When the new germ science finally emerged victorious in the 1880s, a throng of entrepreneurs and activists was poised to exploit its findings. Largely thanks to refinements in laboratory techniques, many of them pioneered by the German physician Robert Koch, bacteria were for the first time isolated by color and shape and their behavior observed at close range. Before long, the pathogens responsible for a whole phalanx of nineteenth-century ills--including diphtheria, typhoid, scarlet fever, pneumonia, leprosy, tetanus, and gonorrhea--had been identified, and an army of evocatively named antibacterial products was available to combat them. Business for one New York City toilet-disinfectant manufacturer, the Germicide Company, proved so lucrative that within a few years its uniformed inspectors had fanned out across the northeast.

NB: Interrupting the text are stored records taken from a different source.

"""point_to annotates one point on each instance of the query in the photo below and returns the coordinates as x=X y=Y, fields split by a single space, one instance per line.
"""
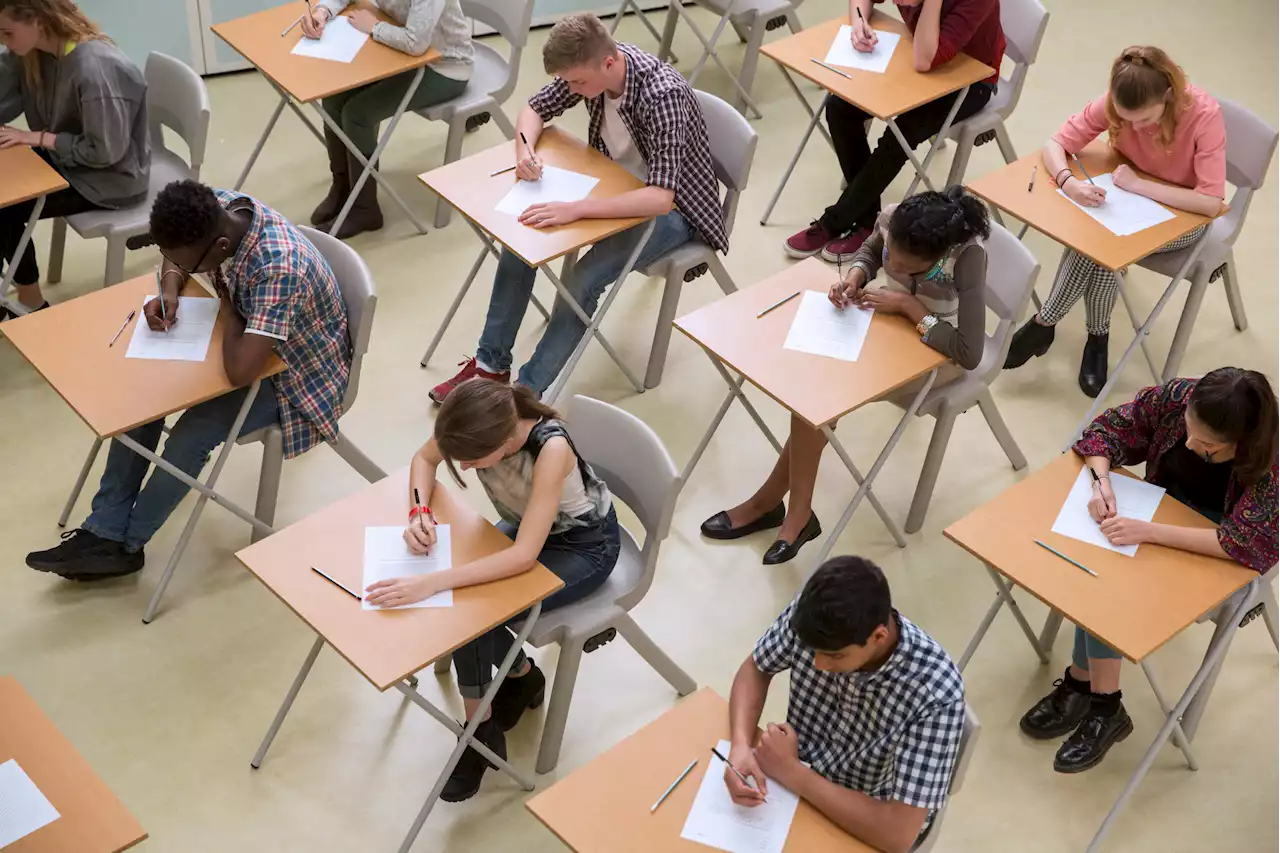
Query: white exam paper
x=23 y=808
x=1123 y=213
x=339 y=42
x=557 y=185
x=717 y=821
x=187 y=340
x=844 y=55
x=1134 y=500
x=821 y=328
x=387 y=557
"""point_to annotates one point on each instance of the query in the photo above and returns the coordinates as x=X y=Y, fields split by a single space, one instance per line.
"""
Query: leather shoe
x=1093 y=365
x=784 y=551
x=718 y=527
x=1056 y=714
x=1091 y=740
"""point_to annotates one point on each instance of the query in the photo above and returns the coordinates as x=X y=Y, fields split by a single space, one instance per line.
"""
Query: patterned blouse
x=1146 y=429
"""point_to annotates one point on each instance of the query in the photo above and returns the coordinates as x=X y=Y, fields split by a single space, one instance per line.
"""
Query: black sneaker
x=86 y=556
x=465 y=780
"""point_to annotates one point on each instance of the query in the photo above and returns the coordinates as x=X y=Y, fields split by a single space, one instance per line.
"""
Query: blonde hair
x=1139 y=77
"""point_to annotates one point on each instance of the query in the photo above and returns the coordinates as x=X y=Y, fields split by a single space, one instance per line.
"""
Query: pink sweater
x=1196 y=159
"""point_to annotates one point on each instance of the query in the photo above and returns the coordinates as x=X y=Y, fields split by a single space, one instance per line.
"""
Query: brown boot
x=328 y=210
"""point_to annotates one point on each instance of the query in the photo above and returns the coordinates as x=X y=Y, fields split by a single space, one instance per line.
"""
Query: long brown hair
x=1139 y=77
x=59 y=18
x=1239 y=406
x=479 y=416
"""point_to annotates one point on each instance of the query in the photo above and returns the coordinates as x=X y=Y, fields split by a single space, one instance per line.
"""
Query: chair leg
x=557 y=710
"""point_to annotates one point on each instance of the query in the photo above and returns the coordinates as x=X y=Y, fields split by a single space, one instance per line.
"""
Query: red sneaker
x=470 y=369
x=808 y=242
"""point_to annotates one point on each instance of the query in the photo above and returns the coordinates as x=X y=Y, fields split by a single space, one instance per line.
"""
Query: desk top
x=67 y=343
x=92 y=820
x=817 y=388
x=24 y=176
x=603 y=807
x=257 y=39
x=1047 y=211
x=887 y=95
x=1136 y=603
x=470 y=186
x=388 y=646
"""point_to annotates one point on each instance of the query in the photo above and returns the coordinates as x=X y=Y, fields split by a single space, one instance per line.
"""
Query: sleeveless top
x=585 y=500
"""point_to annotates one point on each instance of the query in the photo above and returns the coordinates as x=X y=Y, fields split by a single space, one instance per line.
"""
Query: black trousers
x=868 y=173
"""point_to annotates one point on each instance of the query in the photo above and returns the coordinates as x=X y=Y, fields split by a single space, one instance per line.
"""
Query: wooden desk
x=92 y=820
x=886 y=96
x=603 y=807
x=818 y=389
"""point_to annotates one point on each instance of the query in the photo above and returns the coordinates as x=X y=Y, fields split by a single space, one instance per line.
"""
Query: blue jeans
x=126 y=511
x=581 y=557
x=513 y=284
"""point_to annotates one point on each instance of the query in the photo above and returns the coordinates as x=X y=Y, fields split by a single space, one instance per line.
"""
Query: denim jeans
x=513 y=284
x=581 y=557
x=126 y=511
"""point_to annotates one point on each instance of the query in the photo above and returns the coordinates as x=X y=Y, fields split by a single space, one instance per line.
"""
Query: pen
x=1065 y=557
x=679 y=779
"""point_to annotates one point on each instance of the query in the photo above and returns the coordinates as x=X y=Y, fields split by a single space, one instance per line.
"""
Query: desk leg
x=288 y=703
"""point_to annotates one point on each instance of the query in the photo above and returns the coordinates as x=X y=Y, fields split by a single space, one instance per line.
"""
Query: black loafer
x=718 y=527
x=784 y=551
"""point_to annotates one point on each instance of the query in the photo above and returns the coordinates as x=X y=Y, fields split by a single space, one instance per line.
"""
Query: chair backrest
x=630 y=457
x=732 y=141
x=360 y=296
x=177 y=99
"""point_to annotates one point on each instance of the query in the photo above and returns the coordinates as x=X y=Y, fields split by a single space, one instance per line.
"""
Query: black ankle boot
x=1032 y=340
x=1093 y=365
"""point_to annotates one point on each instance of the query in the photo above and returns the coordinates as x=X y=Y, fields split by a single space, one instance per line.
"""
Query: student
x=874 y=712
x=421 y=24
x=279 y=296
x=940 y=31
x=554 y=509
x=936 y=269
x=86 y=106
x=645 y=117
x=1164 y=126
x=1212 y=445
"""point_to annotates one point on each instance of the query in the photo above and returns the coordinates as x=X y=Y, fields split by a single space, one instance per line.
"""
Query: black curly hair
x=929 y=223
x=186 y=213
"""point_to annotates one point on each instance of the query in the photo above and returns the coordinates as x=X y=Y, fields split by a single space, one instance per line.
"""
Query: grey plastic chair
x=176 y=99
x=968 y=738
x=732 y=141
x=1024 y=23
x=493 y=80
x=1011 y=272
x=1249 y=145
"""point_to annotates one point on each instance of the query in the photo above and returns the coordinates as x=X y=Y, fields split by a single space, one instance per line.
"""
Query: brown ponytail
x=479 y=416
x=1239 y=406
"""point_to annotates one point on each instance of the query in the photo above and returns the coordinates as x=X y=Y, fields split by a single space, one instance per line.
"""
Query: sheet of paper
x=339 y=42
x=186 y=341
x=821 y=328
x=1123 y=213
x=23 y=808
x=387 y=557
x=1134 y=500
x=557 y=185
x=716 y=821
x=842 y=54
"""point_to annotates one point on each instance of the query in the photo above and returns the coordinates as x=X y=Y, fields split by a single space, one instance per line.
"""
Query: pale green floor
x=170 y=714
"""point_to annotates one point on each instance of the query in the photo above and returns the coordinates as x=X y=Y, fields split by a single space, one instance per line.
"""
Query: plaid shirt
x=892 y=733
x=663 y=117
x=284 y=290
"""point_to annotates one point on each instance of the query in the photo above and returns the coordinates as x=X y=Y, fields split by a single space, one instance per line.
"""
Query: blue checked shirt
x=284 y=290
x=892 y=734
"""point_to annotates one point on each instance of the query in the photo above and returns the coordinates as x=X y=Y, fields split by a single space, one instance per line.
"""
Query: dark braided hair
x=929 y=223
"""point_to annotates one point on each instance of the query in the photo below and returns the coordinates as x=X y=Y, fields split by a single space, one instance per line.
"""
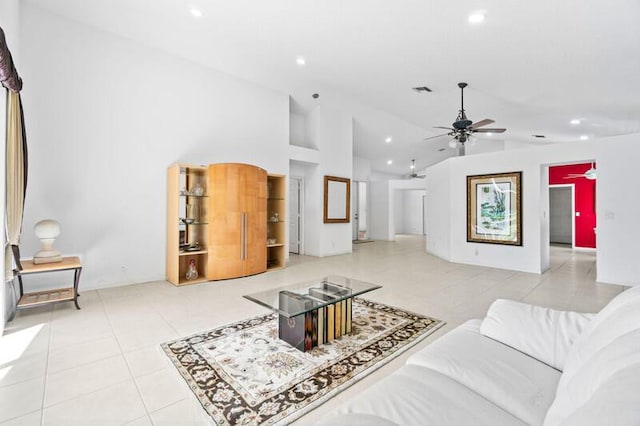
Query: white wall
x=361 y=169
x=447 y=213
x=412 y=217
x=106 y=117
x=438 y=183
x=618 y=203
x=386 y=203
x=334 y=134
x=10 y=23
x=398 y=212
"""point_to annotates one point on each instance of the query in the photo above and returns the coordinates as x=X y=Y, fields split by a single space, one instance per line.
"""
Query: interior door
x=363 y=212
x=561 y=215
x=294 y=215
x=226 y=208
x=355 y=212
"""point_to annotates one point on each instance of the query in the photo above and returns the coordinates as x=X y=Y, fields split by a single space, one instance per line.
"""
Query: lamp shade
x=47 y=228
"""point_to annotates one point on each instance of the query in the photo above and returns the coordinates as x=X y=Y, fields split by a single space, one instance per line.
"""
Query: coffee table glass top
x=303 y=297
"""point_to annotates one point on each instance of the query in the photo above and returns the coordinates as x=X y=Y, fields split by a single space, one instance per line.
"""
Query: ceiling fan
x=463 y=128
x=413 y=174
x=589 y=174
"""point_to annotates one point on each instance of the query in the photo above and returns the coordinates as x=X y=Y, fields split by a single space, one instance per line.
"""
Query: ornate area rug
x=243 y=374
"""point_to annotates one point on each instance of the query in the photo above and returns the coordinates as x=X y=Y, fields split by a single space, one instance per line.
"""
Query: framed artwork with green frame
x=494 y=208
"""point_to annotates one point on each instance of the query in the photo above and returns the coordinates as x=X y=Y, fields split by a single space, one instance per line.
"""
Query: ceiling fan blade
x=433 y=137
x=481 y=123
x=488 y=130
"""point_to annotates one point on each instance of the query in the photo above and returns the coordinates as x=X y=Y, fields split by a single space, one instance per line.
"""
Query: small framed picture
x=494 y=208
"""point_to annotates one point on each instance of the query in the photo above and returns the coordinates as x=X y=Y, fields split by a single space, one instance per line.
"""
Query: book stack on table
x=319 y=325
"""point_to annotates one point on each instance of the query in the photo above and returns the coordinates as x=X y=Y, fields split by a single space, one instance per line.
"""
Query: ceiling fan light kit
x=462 y=129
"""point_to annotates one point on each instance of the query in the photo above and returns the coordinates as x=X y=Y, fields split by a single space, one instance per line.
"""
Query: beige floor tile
x=21 y=399
x=140 y=337
x=83 y=353
x=95 y=353
x=161 y=389
x=73 y=382
x=187 y=412
x=142 y=421
x=114 y=405
x=31 y=419
x=23 y=368
x=147 y=360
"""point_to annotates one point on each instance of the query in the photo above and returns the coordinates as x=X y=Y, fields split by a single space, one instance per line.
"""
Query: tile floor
x=103 y=364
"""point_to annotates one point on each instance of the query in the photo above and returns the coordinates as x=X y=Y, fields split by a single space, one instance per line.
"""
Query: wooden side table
x=38 y=298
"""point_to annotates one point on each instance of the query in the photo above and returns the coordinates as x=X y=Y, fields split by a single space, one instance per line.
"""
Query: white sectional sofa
x=520 y=365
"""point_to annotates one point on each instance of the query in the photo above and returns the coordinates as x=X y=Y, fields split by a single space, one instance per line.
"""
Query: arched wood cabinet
x=237 y=220
x=223 y=221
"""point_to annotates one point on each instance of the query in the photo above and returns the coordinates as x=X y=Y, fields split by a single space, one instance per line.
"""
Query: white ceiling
x=531 y=66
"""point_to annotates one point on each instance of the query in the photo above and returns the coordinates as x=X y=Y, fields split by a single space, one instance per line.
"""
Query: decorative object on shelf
x=192 y=270
x=494 y=206
x=47 y=231
x=193 y=212
x=193 y=247
x=197 y=190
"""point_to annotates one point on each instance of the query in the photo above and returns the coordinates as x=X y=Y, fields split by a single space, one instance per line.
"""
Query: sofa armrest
x=542 y=333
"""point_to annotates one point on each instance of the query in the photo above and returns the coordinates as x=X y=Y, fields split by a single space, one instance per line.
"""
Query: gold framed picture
x=337 y=199
x=494 y=208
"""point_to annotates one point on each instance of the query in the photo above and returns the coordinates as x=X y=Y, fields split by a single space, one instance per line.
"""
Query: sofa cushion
x=517 y=383
x=618 y=317
x=543 y=333
x=420 y=396
x=608 y=368
x=615 y=402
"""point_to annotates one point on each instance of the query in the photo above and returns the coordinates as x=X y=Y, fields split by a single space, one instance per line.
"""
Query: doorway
x=296 y=207
x=359 y=207
x=561 y=215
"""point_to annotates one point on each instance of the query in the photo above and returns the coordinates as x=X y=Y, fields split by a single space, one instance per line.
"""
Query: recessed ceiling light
x=476 y=18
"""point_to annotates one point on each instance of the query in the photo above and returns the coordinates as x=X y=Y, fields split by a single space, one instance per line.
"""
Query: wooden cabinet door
x=237 y=220
x=255 y=189
x=226 y=209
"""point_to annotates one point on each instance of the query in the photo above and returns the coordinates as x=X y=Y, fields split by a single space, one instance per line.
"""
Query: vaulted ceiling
x=531 y=66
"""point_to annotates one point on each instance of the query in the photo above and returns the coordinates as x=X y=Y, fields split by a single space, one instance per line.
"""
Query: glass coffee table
x=314 y=312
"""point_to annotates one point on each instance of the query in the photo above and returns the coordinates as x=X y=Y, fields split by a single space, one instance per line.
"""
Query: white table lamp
x=47 y=231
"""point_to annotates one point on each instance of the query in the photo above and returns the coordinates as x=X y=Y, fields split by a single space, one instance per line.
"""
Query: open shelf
x=276 y=208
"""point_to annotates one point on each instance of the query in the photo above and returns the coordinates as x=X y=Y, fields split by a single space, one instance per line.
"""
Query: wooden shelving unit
x=228 y=227
x=187 y=226
x=276 y=222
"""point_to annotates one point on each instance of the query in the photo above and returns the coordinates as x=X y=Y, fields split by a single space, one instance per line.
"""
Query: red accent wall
x=585 y=202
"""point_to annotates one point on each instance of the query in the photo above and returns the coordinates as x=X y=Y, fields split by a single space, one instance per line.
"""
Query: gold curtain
x=16 y=177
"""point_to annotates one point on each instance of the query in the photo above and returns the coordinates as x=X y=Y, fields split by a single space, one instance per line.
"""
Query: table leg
x=76 y=281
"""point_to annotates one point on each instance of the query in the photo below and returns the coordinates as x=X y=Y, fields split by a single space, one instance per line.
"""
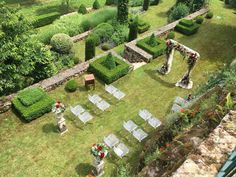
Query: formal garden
x=111 y=87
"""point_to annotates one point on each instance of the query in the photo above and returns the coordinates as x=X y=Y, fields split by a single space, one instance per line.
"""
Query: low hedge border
x=106 y=75
x=185 y=28
x=39 y=108
x=154 y=51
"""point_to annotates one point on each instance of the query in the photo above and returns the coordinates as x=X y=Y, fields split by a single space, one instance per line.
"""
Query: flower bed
x=109 y=75
x=155 y=51
x=32 y=103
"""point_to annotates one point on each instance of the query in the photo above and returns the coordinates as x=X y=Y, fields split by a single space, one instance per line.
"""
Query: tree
x=146 y=4
x=133 y=29
x=96 y=4
x=123 y=11
x=89 y=48
x=23 y=60
x=110 y=62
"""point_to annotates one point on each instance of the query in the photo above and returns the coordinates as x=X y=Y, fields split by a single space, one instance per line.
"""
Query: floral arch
x=192 y=57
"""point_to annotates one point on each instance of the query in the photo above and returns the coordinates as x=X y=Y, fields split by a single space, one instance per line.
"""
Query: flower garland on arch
x=58 y=108
x=99 y=151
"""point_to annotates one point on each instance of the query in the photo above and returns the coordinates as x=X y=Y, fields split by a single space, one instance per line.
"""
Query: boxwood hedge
x=187 y=27
x=36 y=107
x=154 y=51
x=109 y=75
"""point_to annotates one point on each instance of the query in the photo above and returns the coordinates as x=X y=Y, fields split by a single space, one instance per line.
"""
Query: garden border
x=135 y=54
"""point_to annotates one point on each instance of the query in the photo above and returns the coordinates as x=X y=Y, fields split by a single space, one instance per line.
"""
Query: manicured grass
x=36 y=149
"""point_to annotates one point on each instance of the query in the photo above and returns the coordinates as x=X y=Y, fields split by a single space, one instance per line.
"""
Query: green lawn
x=36 y=149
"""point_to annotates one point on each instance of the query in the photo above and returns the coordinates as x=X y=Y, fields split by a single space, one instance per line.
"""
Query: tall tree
x=123 y=11
x=23 y=60
x=146 y=4
x=133 y=29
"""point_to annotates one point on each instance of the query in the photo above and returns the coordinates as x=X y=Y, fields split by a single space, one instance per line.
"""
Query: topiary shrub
x=105 y=46
x=209 y=15
x=96 y=5
x=171 y=35
x=199 y=20
x=82 y=9
x=71 y=85
x=109 y=62
x=32 y=103
x=89 y=48
x=61 y=43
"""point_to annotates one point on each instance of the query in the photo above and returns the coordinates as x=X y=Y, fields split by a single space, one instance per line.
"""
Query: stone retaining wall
x=135 y=54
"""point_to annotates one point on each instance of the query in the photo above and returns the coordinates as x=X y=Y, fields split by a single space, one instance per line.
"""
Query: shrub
x=61 y=43
x=199 y=20
x=146 y=4
x=155 y=51
x=96 y=5
x=109 y=63
x=209 y=15
x=171 y=35
x=133 y=29
x=105 y=46
x=104 y=31
x=82 y=9
x=142 y=26
x=187 y=27
x=178 y=12
x=45 y=19
x=89 y=48
x=109 y=75
x=36 y=107
x=71 y=85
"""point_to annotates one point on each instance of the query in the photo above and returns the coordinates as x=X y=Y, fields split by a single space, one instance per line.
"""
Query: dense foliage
x=146 y=4
x=154 y=46
x=20 y=56
x=122 y=11
x=89 y=48
x=179 y=11
x=71 y=85
x=61 y=43
x=187 y=27
x=133 y=29
x=82 y=9
x=109 y=75
x=38 y=103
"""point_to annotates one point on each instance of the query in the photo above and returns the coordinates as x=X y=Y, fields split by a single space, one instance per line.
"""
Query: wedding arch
x=191 y=55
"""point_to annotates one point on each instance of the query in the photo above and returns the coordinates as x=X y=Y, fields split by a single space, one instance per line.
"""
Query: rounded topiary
x=89 y=48
x=209 y=15
x=61 y=43
x=82 y=9
x=96 y=5
x=71 y=85
x=199 y=20
x=171 y=35
x=105 y=46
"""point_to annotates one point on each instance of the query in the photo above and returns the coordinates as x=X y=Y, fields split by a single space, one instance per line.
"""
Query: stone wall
x=135 y=54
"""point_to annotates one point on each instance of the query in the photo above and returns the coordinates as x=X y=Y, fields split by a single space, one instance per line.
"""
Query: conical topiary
x=152 y=41
x=110 y=62
x=96 y=4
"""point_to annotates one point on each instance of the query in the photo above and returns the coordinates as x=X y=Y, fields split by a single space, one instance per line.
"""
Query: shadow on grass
x=83 y=169
x=155 y=76
x=49 y=128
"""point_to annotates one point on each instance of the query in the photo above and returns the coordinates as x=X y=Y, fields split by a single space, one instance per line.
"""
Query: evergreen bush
x=61 y=43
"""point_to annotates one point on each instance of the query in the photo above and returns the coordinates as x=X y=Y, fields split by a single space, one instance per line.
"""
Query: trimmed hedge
x=143 y=26
x=37 y=108
x=185 y=28
x=46 y=19
x=154 y=51
x=109 y=75
x=71 y=85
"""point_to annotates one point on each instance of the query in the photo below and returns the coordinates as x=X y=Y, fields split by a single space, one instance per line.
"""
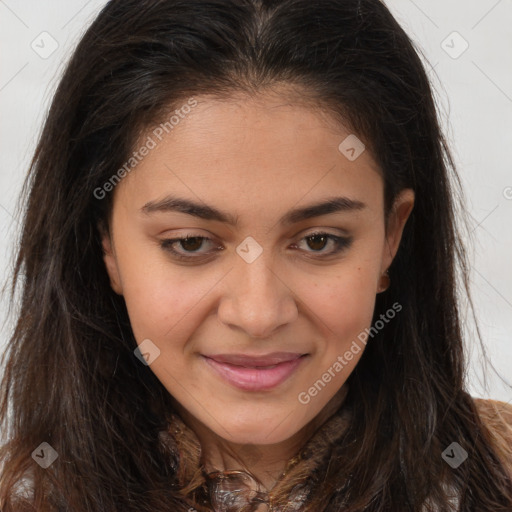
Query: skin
x=255 y=158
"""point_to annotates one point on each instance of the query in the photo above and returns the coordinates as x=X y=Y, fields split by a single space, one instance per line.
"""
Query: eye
x=191 y=245
x=320 y=240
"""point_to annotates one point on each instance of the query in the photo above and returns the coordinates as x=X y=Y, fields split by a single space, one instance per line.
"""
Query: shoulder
x=497 y=417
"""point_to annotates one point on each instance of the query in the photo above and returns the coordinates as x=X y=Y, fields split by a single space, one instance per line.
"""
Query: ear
x=109 y=258
x=400 y=211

But none of the germ-science discoveries had a greater impact on public life than the identification of Mycobacterium tuberculosis, to which Tomes devotes an entire chapter. Arguably the most famous, most romantic, and most virulent of nineteenth-century diseases, tuberculosis was still a leading cause of death, particularly among young people, at the turn of the century. Despite abundant empirical evidence to the contrary, common wisdom held that the disease was hereditary in origin. A massive public education campaign was therefore essential if the disease was to be eradicated. Tomes attributes the extraordinary success of the National Tuberculosis Association not just to the powerful politicians, doctors, and philanthropists who supported it but to the group's willingness to borrow the latest gimmicks and marketing ploys from business and advertising. Games, songs, plays, billboard ads, essay contests--"The germs are the Turks," opined one winning entry--and films disguised as light entertainment were created to teach people how to cough, sweep, mop, dust, wash their hands, and blow their noses. Testimony to the association's effectiveness: By the late 1920s, cancer and heart disease had replaced infectious diseases as the leading causes of death.

Is this the lesson of America's early battles with bacteria: that the right marriage of science and civic spirit can triumph over a common natural foe? Tomes is cautiously optimistic. The new germ theory certainly made for improved public health. But it was also, she writes, a "two-edged" sword. Occasionally blacks and the poor were able to parlay the fact that "the microbe preyed upon all bodies, regardless of their racial and social characteristics" into improvements of municipal services. More often than not, however, they were obliged to play on middle-class white prejudices (such as this statement from a U.S. Public Health Service doctor in 1909: "The Negro is the disease reservoir of the South").

Sadly, the fear of contamination from unclean others is hardly a thing of the past--Tomes cites the homophobia and racism associated with the AIDS epidemic. But there is reason to hope that these prejudices will fade. Now that academic and popular interest in social and household hygiene is growing, it turns out that no place is immune to the microbe's pernicious presence. To take just one example, consider the results of a Microbial Survey of Office Coffee Cups published in a recent issue of Dairy, Food and Environmental Sanitation. According to the authors--all researchers at the University of Arizona--the average office coffee cup contains at least nine potential pathogens, including, on occasion, the dreaded E. coli. Although evidently a cause for concern, the professors venture a reassuringly familiar remedy: "Bacterial contamination of used coffee mugs can be eliminated by using a dishwasher regularly."